I just wanted to save time, not start another project.
Then I shared a post about it, and a bunch of people DMed asking to try it.
Cleaned it up a bit, added a quick UI, and gave access to a few testers.
Now a handful of them are using it every day and pulling 500+ verified leads/day.
Seeing something that started as a random script actually help people has been kinda surreal.
The best part has been the feedback though.
People are using it in ways I never expected, and it’s helped me figure out what actually matters before wasting time overbuilding.
Right now I’m mostly refining that balance between automation and human touch.
AI can do a lot, but when it tries to replace all the human parts (the offer, the timing, the tone), reply rates die fast.
Still early days, but it’s been cool to see it take shape.
Trying to figure out how much feedback to act on vs how much to trust my own gut right now.

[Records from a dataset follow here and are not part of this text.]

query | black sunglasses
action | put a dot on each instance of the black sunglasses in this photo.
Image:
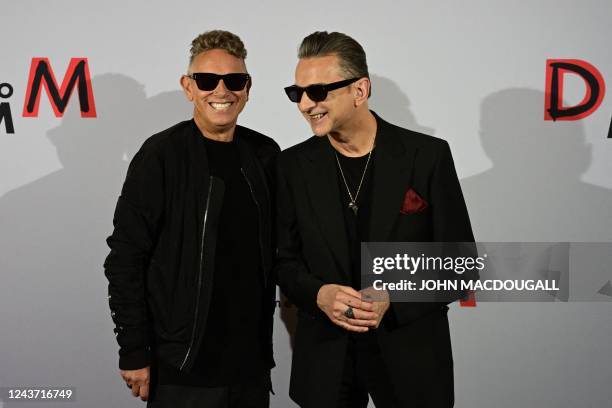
(316, 92)
(207, 81)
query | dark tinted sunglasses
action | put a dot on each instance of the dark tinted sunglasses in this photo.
(316, 92)
(207, 81)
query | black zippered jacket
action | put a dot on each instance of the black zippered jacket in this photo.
(161, 262)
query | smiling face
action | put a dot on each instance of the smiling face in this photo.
(217, 110)
(334, 113)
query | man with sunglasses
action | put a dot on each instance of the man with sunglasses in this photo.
(190, 288)
(360, 179)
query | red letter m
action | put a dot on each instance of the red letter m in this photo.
(77, 75)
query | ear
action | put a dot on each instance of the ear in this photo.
(362, 90)
(249, 87)
(187, 85)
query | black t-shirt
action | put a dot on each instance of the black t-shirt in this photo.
(357, 225)
(233, 348)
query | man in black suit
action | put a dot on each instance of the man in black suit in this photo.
(360, 179)
(190, 286)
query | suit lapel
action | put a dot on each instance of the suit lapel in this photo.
(393, 167)
(320, 173)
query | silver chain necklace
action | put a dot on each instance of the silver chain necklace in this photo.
(353, 200)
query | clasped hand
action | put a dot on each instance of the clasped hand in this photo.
(335, 300)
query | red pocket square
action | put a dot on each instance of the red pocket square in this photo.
(413, 203)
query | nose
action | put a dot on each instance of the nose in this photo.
(221, 89)
(306, 104)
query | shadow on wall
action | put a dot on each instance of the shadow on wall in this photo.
(534, 192)
(53, 243)
(390, 102)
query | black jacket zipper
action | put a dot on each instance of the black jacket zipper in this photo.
(200, 273)
(259, 215)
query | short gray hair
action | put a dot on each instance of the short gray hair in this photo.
(217, 39)
(350, 53)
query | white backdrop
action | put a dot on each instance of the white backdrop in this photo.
(471, 72)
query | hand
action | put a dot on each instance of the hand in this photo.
(334, 300)
(138, 381)
(380, 305)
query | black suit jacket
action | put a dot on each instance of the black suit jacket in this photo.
(313, 250)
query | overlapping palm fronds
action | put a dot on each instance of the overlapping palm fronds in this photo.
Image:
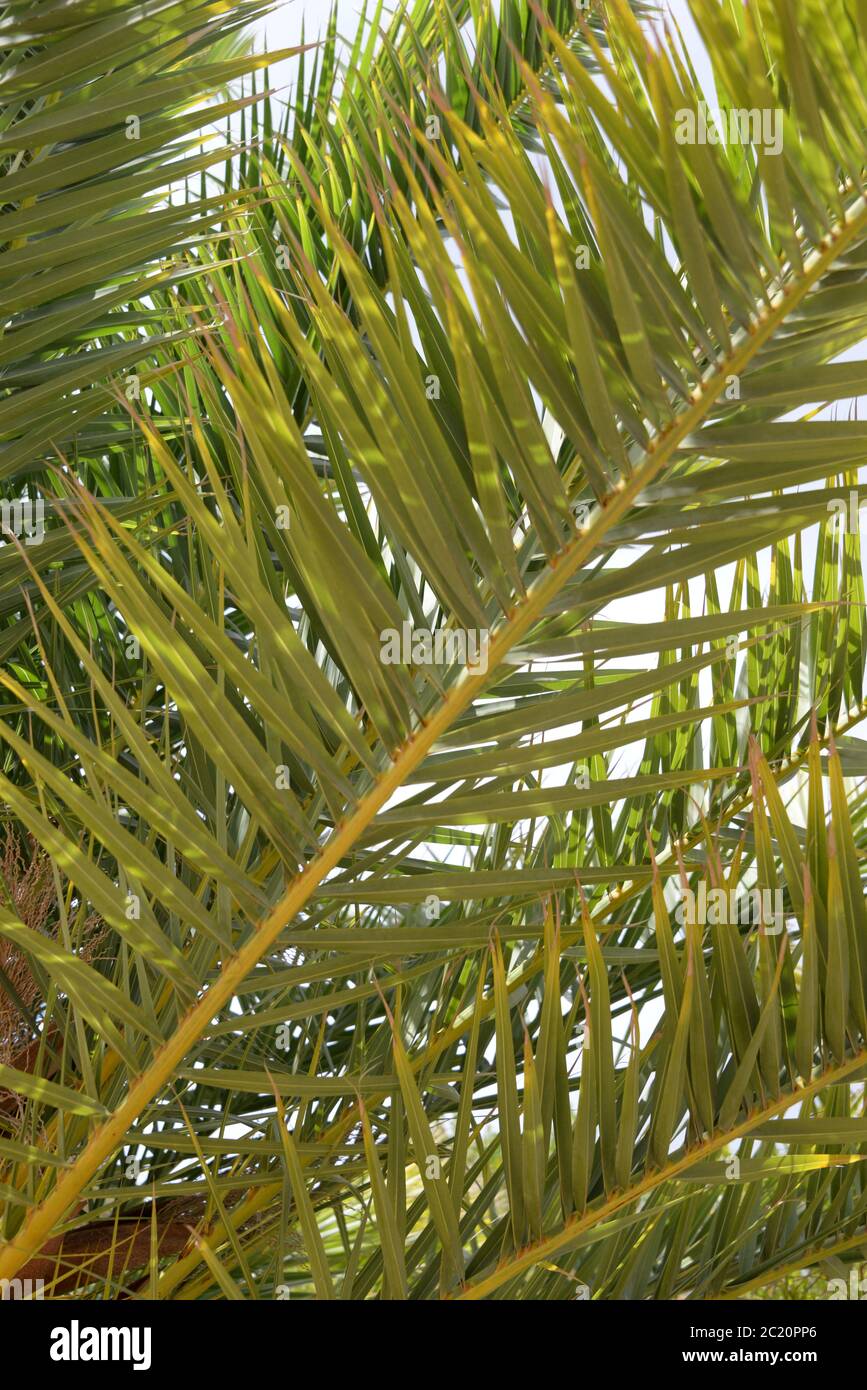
(407, 982)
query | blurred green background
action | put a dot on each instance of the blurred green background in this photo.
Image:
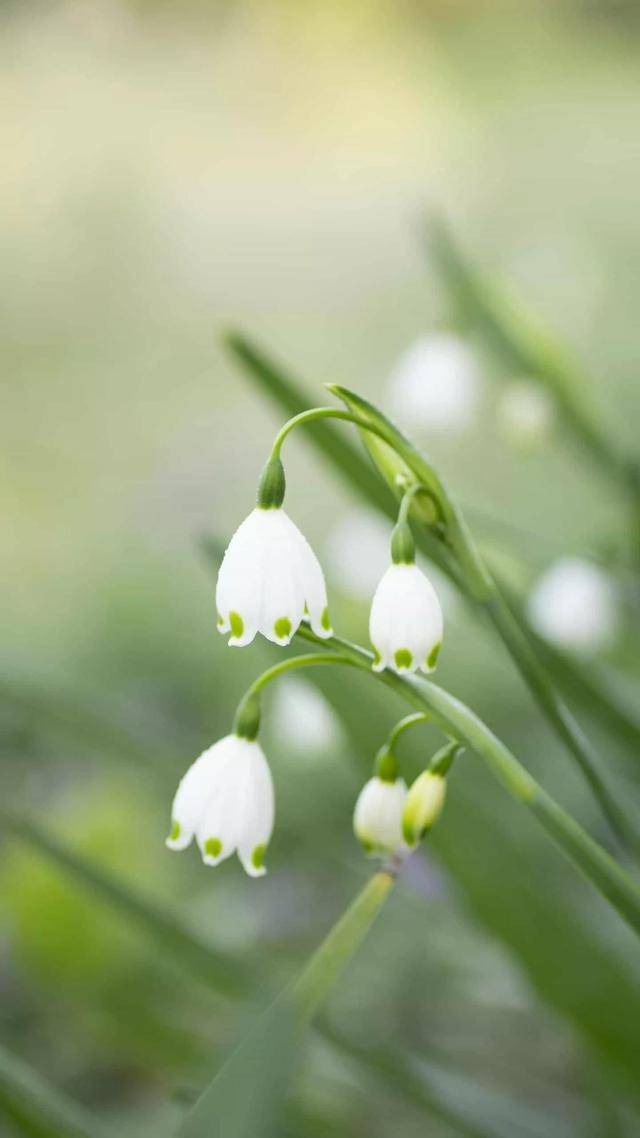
(171, 168)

Anyone else been through that early feedback chaos? How did you handle it?
I’ve been in that grind of chasing leads like you, so your razor-sharp breakdown of the Builder’s Dilemma and those 500+ verified leads/day is a serious win. Huge respect.
You’re spot-on about the human touch killing reply rates if it’s off, but the real gap isn’t the amount of touch, it’s the precision of the financial promise.
Automation can streamline finding leads and sending messages, but if your copy lacks a Zero-Risk Reframe that turns those leads into irreversible financial scale for the client, it’s all for nothing.
What’s the non-vague financial outcome your final sentence is locking in, and how are you testing its certainty against the tone?